Fireweeds are suited to flower beds and borders, wild flower gardens, and meadows. Certain species, particularly the creeping and mat-forming ones, make great ground covers.

The seeds can be planted in spring or fall. Scatter these on the soil surface where they’re to grow, pressing them down so they won’t be washed away by rain.

These will usually sprout in one to two weeks. Allow the seedlings to dry out slightly between waterings.

Plants can also be grown from cuttings. Easy to grow, fireweed will usually spread once it becomes established. Divide fireweeds during spring or fall.

The underground roots can reach 30 feet or so. The common fireweed also self-sows as well. To keep these from spreading so freely, deadhead them before the seeds can mature. Strong winds can carry the seeds for miles.

These plants require minimal care. They experience few disease or pest problems other than slugs, mildews, and flea beetles.

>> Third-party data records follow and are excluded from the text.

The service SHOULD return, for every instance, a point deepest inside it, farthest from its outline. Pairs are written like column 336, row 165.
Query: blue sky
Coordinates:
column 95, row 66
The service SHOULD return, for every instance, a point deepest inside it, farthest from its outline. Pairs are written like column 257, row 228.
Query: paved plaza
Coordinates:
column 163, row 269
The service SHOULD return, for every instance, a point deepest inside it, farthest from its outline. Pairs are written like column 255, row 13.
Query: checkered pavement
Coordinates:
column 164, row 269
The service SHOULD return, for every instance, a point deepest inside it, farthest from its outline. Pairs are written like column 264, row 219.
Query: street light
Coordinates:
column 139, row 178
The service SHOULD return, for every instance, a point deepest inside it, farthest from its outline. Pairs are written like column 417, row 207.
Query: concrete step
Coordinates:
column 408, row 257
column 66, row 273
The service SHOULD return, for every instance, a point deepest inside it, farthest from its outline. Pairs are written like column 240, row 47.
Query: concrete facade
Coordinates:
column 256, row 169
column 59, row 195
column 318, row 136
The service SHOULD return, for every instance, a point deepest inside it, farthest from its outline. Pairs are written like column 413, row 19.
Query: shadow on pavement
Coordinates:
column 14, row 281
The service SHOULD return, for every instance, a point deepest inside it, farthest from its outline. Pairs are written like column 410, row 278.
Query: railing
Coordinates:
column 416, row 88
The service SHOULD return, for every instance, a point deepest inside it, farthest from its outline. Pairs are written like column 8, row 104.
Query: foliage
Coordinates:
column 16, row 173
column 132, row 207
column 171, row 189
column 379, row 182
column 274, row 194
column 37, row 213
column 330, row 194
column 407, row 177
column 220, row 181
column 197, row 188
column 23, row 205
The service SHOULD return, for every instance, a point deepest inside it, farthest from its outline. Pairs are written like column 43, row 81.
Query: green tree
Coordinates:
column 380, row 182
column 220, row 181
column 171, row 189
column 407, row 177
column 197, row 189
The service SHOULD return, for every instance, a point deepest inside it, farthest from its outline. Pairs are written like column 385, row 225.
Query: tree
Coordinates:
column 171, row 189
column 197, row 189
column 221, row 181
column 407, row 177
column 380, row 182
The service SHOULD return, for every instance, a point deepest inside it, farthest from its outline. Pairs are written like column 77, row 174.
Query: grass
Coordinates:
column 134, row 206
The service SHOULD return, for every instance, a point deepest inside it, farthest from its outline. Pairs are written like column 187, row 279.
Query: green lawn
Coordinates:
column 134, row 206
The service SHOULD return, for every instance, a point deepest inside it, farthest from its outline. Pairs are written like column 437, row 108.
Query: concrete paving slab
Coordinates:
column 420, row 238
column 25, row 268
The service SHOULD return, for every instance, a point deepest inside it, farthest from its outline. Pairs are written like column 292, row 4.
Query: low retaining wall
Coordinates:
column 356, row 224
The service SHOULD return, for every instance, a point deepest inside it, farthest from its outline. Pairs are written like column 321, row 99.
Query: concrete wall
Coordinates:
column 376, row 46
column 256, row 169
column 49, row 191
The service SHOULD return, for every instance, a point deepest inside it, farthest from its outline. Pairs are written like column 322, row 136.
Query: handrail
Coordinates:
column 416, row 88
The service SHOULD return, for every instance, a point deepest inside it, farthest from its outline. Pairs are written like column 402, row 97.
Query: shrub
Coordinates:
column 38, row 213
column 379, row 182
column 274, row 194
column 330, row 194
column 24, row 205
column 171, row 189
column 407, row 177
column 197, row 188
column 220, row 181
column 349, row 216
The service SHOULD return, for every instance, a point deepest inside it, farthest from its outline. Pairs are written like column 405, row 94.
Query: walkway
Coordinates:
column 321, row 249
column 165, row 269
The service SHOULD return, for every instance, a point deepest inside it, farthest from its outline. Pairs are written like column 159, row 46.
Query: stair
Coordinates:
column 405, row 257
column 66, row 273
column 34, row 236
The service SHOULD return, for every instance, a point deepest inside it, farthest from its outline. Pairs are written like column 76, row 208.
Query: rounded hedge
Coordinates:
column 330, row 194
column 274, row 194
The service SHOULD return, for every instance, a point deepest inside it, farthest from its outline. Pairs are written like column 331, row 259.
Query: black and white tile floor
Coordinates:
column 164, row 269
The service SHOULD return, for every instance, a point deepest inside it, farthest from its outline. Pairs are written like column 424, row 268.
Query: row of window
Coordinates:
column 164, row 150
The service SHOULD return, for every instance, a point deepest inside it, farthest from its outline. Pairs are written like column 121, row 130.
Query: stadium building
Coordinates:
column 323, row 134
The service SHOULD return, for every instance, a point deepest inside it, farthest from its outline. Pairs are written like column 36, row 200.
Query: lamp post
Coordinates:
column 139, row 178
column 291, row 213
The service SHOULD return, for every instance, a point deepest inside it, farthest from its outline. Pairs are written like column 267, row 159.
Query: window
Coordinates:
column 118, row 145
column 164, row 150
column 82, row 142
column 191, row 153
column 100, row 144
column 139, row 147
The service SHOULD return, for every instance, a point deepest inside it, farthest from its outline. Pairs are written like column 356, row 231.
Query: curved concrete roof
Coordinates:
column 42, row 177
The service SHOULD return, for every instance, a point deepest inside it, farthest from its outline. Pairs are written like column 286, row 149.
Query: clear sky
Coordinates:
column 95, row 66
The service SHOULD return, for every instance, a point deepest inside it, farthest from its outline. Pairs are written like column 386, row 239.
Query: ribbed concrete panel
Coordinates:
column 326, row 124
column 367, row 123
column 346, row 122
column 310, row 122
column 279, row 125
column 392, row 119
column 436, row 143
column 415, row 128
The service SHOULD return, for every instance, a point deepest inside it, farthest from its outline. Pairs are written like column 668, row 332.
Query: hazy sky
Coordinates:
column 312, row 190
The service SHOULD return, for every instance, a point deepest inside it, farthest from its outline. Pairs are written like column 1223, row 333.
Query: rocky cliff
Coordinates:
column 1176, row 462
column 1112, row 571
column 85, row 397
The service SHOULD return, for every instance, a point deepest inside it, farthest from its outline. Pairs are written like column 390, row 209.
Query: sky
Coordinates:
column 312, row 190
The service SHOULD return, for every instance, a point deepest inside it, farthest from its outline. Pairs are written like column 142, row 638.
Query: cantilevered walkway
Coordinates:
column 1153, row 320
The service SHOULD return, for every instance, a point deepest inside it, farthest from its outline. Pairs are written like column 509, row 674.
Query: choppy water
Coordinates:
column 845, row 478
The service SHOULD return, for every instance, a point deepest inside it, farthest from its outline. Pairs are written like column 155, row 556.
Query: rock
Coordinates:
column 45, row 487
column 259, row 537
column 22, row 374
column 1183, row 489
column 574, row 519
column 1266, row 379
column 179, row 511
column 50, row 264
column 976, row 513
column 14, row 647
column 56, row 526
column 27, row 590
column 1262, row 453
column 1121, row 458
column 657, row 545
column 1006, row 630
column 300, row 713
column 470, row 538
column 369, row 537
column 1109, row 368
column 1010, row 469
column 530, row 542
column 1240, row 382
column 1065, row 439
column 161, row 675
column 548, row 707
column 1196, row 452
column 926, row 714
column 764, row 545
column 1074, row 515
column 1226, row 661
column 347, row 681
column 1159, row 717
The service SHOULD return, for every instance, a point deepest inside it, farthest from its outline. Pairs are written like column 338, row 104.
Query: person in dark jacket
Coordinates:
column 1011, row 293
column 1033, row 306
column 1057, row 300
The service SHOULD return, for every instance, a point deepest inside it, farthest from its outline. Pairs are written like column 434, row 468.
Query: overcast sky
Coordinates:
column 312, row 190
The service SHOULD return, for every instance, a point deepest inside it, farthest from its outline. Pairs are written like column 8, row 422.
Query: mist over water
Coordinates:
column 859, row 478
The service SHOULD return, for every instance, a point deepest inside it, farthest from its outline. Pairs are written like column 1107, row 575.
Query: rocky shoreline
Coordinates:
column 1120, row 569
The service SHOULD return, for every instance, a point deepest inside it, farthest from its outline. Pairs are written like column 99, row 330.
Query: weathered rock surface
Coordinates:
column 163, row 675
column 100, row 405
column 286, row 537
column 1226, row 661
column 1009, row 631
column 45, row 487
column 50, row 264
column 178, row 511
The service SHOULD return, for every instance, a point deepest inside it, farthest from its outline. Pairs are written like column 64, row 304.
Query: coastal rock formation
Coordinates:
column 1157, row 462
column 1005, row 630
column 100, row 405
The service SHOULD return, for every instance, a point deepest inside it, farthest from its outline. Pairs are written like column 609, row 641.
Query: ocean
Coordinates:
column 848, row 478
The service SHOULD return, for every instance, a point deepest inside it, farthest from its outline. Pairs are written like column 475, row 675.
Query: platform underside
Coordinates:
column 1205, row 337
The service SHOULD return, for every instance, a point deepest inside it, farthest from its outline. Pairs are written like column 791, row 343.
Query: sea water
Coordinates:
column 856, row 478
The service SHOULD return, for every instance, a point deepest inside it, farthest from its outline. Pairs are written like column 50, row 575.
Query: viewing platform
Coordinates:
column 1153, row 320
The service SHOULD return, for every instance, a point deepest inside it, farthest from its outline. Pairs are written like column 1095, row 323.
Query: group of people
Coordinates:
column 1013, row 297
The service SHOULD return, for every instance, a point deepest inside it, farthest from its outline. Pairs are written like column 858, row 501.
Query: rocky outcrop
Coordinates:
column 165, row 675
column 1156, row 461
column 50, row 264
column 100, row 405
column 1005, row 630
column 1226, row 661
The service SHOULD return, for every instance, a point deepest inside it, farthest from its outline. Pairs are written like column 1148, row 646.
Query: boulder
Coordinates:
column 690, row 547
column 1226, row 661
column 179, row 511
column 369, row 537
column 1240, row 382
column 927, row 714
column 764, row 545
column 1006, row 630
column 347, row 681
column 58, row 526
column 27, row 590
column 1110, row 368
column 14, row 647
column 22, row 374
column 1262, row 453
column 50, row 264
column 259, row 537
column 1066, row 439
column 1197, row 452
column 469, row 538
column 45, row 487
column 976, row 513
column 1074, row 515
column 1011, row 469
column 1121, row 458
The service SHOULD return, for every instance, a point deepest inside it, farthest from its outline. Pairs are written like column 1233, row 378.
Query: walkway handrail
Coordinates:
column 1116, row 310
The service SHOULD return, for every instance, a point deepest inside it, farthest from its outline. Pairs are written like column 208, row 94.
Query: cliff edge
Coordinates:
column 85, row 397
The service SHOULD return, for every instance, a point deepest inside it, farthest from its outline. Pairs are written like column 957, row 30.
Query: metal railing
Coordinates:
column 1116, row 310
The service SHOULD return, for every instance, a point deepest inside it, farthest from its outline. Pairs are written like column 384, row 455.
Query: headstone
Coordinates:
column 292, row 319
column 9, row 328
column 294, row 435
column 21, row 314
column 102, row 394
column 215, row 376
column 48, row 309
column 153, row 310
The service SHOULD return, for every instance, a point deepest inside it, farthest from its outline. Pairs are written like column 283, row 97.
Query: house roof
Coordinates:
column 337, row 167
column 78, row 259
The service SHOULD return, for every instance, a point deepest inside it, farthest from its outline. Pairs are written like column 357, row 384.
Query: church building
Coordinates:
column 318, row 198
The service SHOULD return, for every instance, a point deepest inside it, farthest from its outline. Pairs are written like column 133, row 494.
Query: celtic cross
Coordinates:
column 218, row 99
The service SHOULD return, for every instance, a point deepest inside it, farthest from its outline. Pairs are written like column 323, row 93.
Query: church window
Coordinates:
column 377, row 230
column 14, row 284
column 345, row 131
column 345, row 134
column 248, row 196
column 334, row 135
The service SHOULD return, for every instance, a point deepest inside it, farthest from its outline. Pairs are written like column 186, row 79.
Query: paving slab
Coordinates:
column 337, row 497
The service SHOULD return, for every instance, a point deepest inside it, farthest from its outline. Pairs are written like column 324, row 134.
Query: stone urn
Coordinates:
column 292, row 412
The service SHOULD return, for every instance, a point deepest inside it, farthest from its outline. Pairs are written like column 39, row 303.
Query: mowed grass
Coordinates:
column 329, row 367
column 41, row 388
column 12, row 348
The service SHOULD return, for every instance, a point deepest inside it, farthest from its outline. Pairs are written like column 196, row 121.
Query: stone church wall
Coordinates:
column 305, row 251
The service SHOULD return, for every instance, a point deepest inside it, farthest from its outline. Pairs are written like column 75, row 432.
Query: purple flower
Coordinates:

Alpine Willow-herb (Epilobium fleischeri)

Alpine willow-herb is native to the mountains of Central Europe, particularly the Alps. Found in gravelly places, moraines and along waterways, it grows to over 8000 feet elevation. Particularly well suited to acid soils, this species adapts to various habitats and growing conditions. Alpine willow-herb prefers partial shade.

This species is recommended for zones three through eight. It reaches 1˝ feet in height with a spread of one foot. This compact perennial has reddish stems. The narrow, alternate, greenish-gray leaves are lance-like to elliptic with finely toothed edges.

With showy stamens, the gorgeous blossoms, an inch across, are either fuchsia colored or soft pink. The red veined petals alternate with the sepals. These blooms open from spring until the autumn.

Although this plant will self-sow, it is less aggressive than the others. Alpine willow-herb is well suited to rock gardens. Tolerating a somewhat dry soil, it requires less watering than most fireweeds.


River-beauty (Epilobium latifolium)

Also called red willowherb, this is native to North America, Europe, and Asia. It is most common in Washington, Colorado, and South Dakota. River-beauty is common in damp meadows, damp slopes, gravelly sites, and along streams and rivers. This is recommended for zones two through eight.

With a spreading, matted growth habit, river-beauty reaches about two feet in height. Arising from a thick crown, the crowded, arching stems form a cluster. The alternate, fleshy, thick, lance-like leaves are two inches long.

From June through September, the purplish or pink blooms open from the upper leaf axils in few flowered racemes. A white flowering form is also available.